Case Management QA Vendor Sr Associate
Location: India - Hyderabad
Work Location Type: On Site
Date Posted: Feb. 03, 2025
Category: Quality
Join Amgen’s Mission of Serving Patients
At Amgen, you are part of something bigger. Our shared mission—to serve patients living with serious illnesses—drives everything we do. Since 1980, we’ve pioneered biotechnology, fighting the world’s toughest diseases in four therapeutic areas: Oncology, Inflammation, General Medicine, and Rare Disease. Join us to make a lasting impact on patients’ lives.
Position Overview:
The Case Management QA Vendor Sr Associate plays a crucial role in managing and ensuring the quality and compliance of case intake and processing activities across clinical trial and post-market cases. The role supports vendor oversight, regulatory submissions, audit readiness, and compliance with global pharmacovigilance requirements.
Key Responsibilities:
Support interactions with business partners (license partners) and vendors for case intake and processing activities.

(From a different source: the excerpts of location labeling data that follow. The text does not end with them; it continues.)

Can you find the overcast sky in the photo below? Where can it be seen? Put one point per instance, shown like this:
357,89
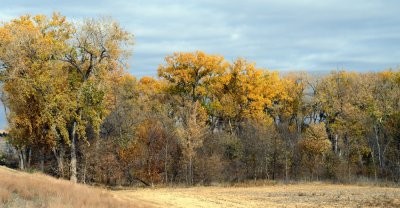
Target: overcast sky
314,35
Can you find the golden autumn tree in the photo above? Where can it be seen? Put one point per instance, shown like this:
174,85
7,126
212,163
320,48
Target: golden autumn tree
96,52
189,76
314,145
34,82
243,92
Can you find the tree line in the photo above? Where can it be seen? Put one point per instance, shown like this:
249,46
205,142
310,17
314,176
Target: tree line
73,112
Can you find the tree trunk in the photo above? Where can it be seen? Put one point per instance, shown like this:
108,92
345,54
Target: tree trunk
42,160
73,153
21,159
165,163
378,145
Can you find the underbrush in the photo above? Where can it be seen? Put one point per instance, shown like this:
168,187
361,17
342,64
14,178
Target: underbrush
19,189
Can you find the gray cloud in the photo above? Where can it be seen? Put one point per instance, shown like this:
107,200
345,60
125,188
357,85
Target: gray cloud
359,35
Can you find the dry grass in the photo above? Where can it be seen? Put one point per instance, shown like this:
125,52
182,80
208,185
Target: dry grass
18,189
295,195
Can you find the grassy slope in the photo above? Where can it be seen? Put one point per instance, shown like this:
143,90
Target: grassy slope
19,189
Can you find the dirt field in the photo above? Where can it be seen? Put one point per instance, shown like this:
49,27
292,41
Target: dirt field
308,195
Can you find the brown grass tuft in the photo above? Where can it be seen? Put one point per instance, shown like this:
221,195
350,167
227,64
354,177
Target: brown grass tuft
18,189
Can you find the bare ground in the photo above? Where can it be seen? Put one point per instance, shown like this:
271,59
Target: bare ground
304,195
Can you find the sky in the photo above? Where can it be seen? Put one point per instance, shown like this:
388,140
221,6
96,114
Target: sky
285,35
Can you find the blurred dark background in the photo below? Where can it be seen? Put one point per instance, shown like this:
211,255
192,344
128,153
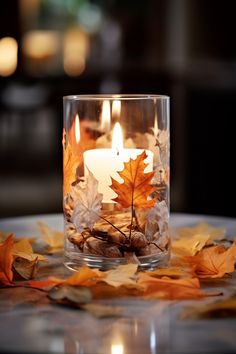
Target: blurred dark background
182,48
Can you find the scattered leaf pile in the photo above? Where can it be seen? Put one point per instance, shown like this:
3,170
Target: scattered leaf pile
181,280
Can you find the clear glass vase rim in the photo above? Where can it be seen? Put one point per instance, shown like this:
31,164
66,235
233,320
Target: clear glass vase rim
116,97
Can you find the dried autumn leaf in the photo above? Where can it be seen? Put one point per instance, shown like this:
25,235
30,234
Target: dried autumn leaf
203,229
190,246
102,311
54,239
83,277
214,262
218,309
23,249
25,268
136,187
171,272
6,260
79,295
87,203
122,275
172,289
4,235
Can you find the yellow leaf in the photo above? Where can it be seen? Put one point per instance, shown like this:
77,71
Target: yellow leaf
54,239
25,268
136,187
203,229
190,246
6,260
218,309
4,235
214,262
172,272
122,275
23,249
172,289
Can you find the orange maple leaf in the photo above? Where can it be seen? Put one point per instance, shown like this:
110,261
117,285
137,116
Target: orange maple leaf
136,187
214,262
172,289
6,260
84,277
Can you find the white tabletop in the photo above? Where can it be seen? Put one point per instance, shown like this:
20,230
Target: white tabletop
147,326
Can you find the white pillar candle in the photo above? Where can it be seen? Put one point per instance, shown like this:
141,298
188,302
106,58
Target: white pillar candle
104,164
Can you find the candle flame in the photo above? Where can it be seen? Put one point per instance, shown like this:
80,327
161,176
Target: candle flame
117,138
77,129
106,116
116,108
155,129
117,349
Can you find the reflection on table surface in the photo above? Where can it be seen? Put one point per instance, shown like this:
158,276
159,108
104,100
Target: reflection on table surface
145,326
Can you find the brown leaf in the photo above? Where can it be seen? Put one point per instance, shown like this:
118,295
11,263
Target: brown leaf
214,233
75,295
136,187
190,246
172,272
101,311
218,309
87,203
25,268
23,249
122,275
172,289
6,260
214,262
83,277
54,239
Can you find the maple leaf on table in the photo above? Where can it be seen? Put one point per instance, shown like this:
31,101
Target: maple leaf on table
87,203
214,262
6,260
171,289
136,188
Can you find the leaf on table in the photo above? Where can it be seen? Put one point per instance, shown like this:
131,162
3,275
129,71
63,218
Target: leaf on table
136,187
214,262
171,289
6,260
172,272
189,246
102,311
53,238
4,235
23,249
25,268
83,277
122,275
70,294
217,309
214,233
87,203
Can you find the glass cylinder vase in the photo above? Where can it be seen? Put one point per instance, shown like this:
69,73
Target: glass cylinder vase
116,180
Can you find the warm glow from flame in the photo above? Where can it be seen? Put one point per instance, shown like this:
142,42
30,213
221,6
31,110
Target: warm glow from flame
116,108
106,116
155,129
117,349
77,129
117,138
8,56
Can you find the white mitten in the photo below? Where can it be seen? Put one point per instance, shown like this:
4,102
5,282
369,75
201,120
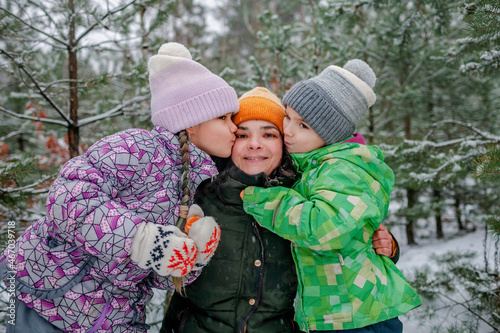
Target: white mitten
205,232
165,249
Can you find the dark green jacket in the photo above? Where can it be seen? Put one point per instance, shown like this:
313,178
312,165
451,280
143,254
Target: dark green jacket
249,284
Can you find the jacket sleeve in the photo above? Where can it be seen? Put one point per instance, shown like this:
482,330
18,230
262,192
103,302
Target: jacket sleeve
166,283
82,203
337,208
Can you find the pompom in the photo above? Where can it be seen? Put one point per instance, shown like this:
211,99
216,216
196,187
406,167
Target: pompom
175,50
362,70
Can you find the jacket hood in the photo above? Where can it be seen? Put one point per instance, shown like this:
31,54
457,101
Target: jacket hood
366,157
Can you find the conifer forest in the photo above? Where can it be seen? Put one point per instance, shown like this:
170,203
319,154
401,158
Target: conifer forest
72,72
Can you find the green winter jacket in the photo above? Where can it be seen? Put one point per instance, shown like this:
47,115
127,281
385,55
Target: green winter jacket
330,216
250,283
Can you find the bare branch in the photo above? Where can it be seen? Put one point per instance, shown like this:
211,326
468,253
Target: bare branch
34,28
43,120
98,22
40,90
484,134
113,112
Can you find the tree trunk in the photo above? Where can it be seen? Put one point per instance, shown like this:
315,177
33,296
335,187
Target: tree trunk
411,195
410,226
371,125
458,213
437,214
73,129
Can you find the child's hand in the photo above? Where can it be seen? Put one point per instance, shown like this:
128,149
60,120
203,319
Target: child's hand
205,232
165,249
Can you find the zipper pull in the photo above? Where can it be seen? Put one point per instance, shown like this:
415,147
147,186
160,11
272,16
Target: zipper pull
341,259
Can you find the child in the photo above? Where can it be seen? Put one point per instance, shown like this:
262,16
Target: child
110,231
332,213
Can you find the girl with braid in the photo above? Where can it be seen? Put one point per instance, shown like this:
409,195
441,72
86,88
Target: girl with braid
111,231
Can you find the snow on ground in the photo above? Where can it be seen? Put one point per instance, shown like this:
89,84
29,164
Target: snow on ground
413,257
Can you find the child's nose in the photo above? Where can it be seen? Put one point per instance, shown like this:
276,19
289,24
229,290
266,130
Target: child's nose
232,126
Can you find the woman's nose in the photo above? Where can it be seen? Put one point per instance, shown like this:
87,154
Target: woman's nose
254,143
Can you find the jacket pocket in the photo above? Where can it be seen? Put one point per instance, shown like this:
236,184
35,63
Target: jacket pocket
50,268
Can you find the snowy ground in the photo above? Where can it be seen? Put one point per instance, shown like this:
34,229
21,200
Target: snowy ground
418,256
411,258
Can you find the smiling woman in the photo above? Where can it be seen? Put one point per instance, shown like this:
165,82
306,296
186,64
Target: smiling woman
250,283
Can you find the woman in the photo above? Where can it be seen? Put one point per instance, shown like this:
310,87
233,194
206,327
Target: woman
250,283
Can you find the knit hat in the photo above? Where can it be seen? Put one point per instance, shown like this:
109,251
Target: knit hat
260,103
333,102
183,92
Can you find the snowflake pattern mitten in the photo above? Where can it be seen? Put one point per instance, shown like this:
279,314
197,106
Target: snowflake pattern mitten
165,249
205,232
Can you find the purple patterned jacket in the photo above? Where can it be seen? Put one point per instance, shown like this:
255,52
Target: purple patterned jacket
73,265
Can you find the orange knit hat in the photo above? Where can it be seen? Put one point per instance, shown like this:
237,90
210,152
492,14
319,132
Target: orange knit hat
260,103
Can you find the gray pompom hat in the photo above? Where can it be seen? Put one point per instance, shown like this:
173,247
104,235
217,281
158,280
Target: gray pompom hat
333,102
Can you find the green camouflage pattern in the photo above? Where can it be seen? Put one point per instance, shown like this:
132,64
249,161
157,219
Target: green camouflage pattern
330,216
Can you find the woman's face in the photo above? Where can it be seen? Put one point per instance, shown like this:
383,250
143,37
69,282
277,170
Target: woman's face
215,137
258,147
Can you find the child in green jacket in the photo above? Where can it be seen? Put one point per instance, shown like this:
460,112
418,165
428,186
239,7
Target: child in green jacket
331,213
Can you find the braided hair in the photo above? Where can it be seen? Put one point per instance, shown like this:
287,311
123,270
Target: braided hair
186,195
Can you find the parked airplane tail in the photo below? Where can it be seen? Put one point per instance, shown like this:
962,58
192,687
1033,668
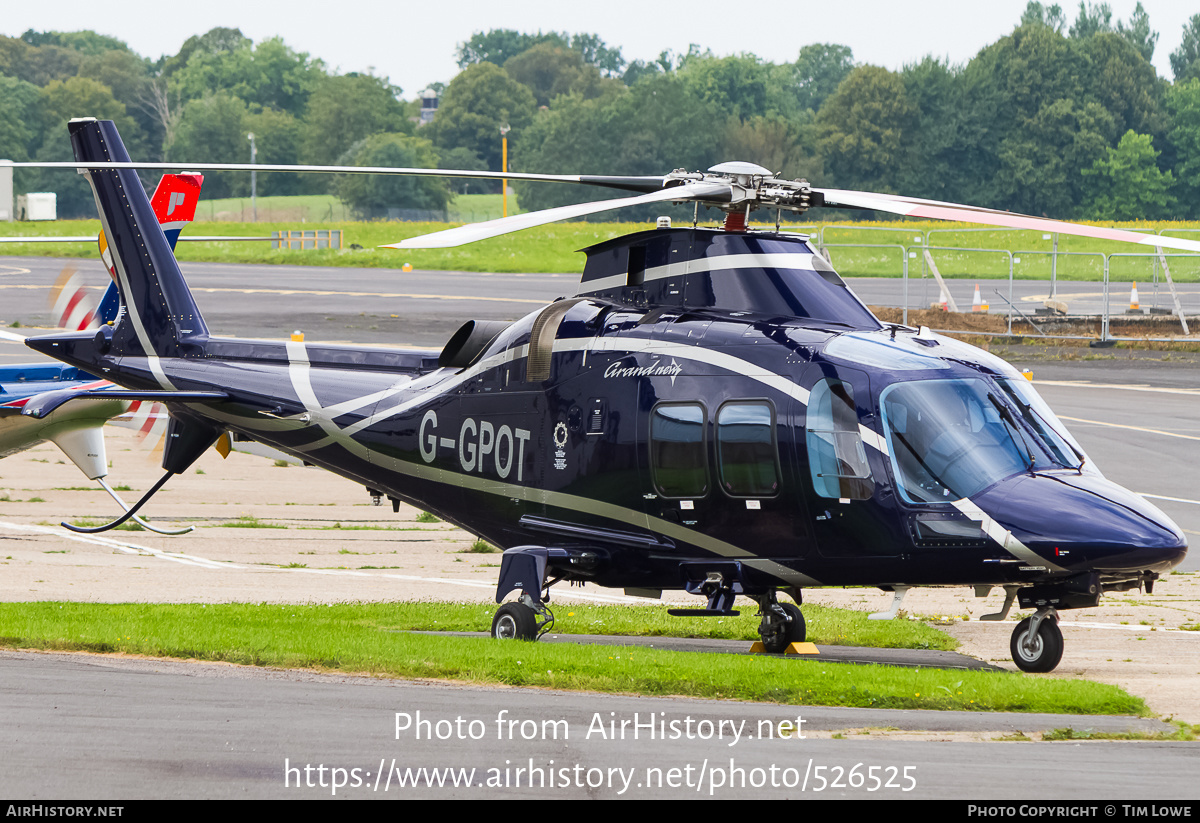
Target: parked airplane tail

Oversee vendor compliance, quality measures, and approved processes/training requirements.
Ensure timely submission of Individual Case Safety Reports (ICSR) to FDA, EMA, business partners, and vendors.
Act as US/EU local safety office and FDA/EMA point of contact for safety reporting.
Provide audit and external inspection support.
Assist in assuring the quality of global ICSR processing for clinical trial and post-market cases.
Ensure vendors deliver high-quality cases through metric management and regulatory requirements.
Provide resources and training to vendors to perform their role effectively.
Analyze and communicate case Quality Control results.
Manage escalation of case-related issues from vendors.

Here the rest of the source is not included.